- Ptichar Location within Bulgaria
- Coordinates: 41°27′00″N 25°23′00″E﻿ / ﻿41.4500°N 25.3833°E
- Country: Bulgaria
- Province: Kardzhali Province
- Municipality: Momchilgrad

Population (2021)
- • Total: 259
- Time zone: UTC+2 (EET)
- • Summer (DST): UTC+3 (EEST)

= Ptichar =

Ptichar (Turkish: Ahatlı) is a village in Momchilgrad Municipality, Kardzhali Province, southern Bulgaria.

==Landmarks==
In neighboring village Stareyshino, located some 24 km (15 miles) south, the Dome tomb known as Punar Kaya can be located. In English this translates to "rock well." The water that rises from the tomb is believed by locals to have healing properties.

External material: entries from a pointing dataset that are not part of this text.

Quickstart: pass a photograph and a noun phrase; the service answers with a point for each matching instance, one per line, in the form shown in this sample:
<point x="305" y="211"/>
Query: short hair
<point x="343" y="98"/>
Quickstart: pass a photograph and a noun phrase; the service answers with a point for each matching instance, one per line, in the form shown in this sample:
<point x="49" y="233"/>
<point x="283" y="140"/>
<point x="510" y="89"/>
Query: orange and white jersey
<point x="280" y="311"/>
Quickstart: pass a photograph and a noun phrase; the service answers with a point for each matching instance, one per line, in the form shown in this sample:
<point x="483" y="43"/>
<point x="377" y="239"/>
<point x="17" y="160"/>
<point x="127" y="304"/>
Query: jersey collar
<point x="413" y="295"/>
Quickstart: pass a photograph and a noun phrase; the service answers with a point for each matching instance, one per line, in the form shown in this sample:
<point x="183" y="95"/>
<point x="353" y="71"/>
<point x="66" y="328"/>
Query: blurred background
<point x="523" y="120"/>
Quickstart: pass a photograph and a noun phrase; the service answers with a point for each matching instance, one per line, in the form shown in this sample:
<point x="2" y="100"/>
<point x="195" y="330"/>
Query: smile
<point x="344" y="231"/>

To the north-east, roughly 25 km ayri (16 miles) from Stareyshino, is the village of Raven, where the Petrified Forest can be located. This site features fossilized trees estimated to be around 30 million years old. Further north-east, 26 km (about 16 miles) from Raven, near the village of Obichnik, is the Thracian Rock Sanctuary Yumruk Kaya. This site is named for a rock that resembles a lion.

Another interesting site is located roughly 28 km (about 17 miles) north-east of Ptichar, in the village of Drumche. Here, you will find two rocky complexes with Thracian megaliths. These are large cliffs with niches carved into them, where pottery and other religious items were placed.

Lastly, near the village of Tatul, approximately 29 km (18 miles) north-east of Ptichar, is the Sanctuary of Orpheus. This complex is of significant cultural and historical significance in Bulgaria and includes an ancient pagan temple and a medieval fortress.